Mesmo que tenha sido apresentado pelo presidente do Palmeiras, Luiz Gonzaga Belluzzo, há um mês, Obina chegou à Academia de Futebol sob forte desconfiança da torcida. Quando vestiu a camisa do Verdão pela primeira vez, no CT da Barra Funda, o atacante amargava uma incômoda série de quase 180 dias sem fazer um gol. A última oportunidade que tivera de balançar a rede adversária.

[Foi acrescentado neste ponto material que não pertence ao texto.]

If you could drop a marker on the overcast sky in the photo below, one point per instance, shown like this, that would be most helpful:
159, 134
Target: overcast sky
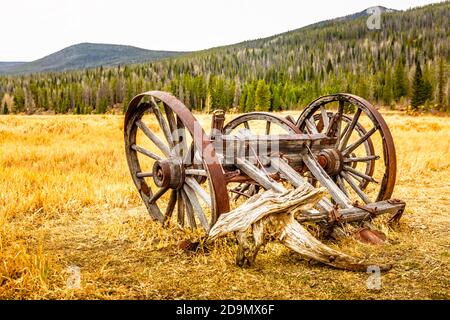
32, 29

Passados 30 dias, o cenário mudou, e Obina passa a cair nas graças dos torcedores ao demonstrar dedicação quando solicitado pelo técnico Vanderlei Luxemburgo. Das seis partidas que o Alviverde disputou neste período, o baiano de Vera Cruz participou de cinco, sendo duas como titular – 2 a 2 com o Barueri e 2 a 1 no Vitória-BA, equipe pela qual foi revelado –, marcou dois tentos fora de casa e não viu sua equipe ser derrotada nenhuma vez (duas vitórias e quatro empates).
Emprestado pelo Flamengo ao Palmeiras até o final do ano, o camisa 28 encara o primeiro clássico desde que chegou a São Paulo, neste domingo, às 18h30, no Palestra Itália, contra o Santos, pela oitava rodada do Campeonato Brasileiro. Embora possa entrar apenas no decorrer da partida, destaca a importância do duelo.
– Vai ser mais um clássico, um momento único na minha carreira – declarou.
O histórico pessoal contra o Peixe é bastante equilibrado: três triunfos, três igualdades e três reveses, com dois gols marcados – um pelo Rubronegro baiano (Santos 4 x 1 Vitória-BA, no Brasileirão de 2004) e outro pelo carioca (Flamengo 2 x 1 Santos, no nacional de 2005).
Para somar quatro vitórias em cima da equipe da Baixada e colocar o Verdão de vez na briga pela ponta da tabela, nada melhor do que desencantar, marcar o primeiro gol no Palestra Itália e calar de vez os críticos.